The scores will be a list of floats, where each float represents the relevance score of the corresponding document to the query. Higher scores mean higher relevance.

Alternatively, use the rerank function to rerank large texts by automatically chunking the query and the documents based on max_query_length and max_length respectively. Each chunk is scored individually and scores of each chunk are then combined to produce the final reranking results:

results = model.rerank(
    query,
    documents,
    max_query_length=512,
    max_length=1024,
    top_n=3
)

This function not only returns the relevancy score for each document, but also their content and position in the original document list.

Via Private Cloud Deployment

Pre-built packages for private deployment of Jina Reranker v2 AWS and Azure accounts can be soon found on our seller pages on AWS Marketplace and Azure Marketplace, respectively.

💡

For a tailor-made solution for your use case, based on Jina AI’s Search Foundation, get in touch with us via our contact page.

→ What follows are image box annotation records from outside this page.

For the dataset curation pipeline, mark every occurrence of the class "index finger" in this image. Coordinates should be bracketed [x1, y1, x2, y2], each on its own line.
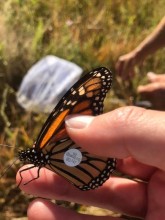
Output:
[66, 107, 165, 170]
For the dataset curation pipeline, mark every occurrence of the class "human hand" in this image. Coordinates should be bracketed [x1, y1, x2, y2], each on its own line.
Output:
[17, 107, 165, 220]
[137, 72, 165, 110]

Key Takeaways of Jina Reranker v2

Jina Reranker v2 represents an important expansion of capabilities for search foundation:

State-of-the-art retrieval using cross-encoding opens up a wide array of new application areas.
Enhanced multilingual and cross-language functionality removes language barriers from your use cases.
Best-in-class support for function calling, together with awareness of structured data querying, takes your agentic RAG capabilities to the next level of precision.
Better retrieval of computer code and computer-formatted data can go far beyond just doing text information retrieval.
Much faster document throughput ensures that, irrespective of the retrieval method, you can now rerank many more retrieved documents faster, and offload most of the fine-grained relevance calculation to jina-reranker-v2-base-multilingual.

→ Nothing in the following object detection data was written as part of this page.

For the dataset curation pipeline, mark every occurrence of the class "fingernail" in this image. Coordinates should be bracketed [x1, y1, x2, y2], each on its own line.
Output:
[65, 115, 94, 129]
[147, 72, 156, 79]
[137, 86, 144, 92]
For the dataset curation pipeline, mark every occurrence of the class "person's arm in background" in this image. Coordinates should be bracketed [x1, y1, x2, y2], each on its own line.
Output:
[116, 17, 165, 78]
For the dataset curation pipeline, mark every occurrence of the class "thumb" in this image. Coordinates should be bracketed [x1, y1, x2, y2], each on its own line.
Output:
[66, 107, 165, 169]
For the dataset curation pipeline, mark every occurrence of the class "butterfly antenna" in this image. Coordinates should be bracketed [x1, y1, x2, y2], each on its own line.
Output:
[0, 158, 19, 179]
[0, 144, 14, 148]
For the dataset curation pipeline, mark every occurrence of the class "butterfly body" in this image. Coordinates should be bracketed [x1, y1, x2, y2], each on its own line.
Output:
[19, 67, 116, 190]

RAG systems are much more precise with Reranker v2, helping your existing information management solutions produce more and better actionable results. Cross-language support makes all this directly available to multi-national and multilingual enterprises, with an easy-to-use API at an affordable price.

By testing it with benchmarks derived from real use cases, you can see for yourself how Jina Reranker v2 maintains state-of-the art performance at tasks relevant to real business models, all in one AI model, keeping your costs down and your tech stack simpler.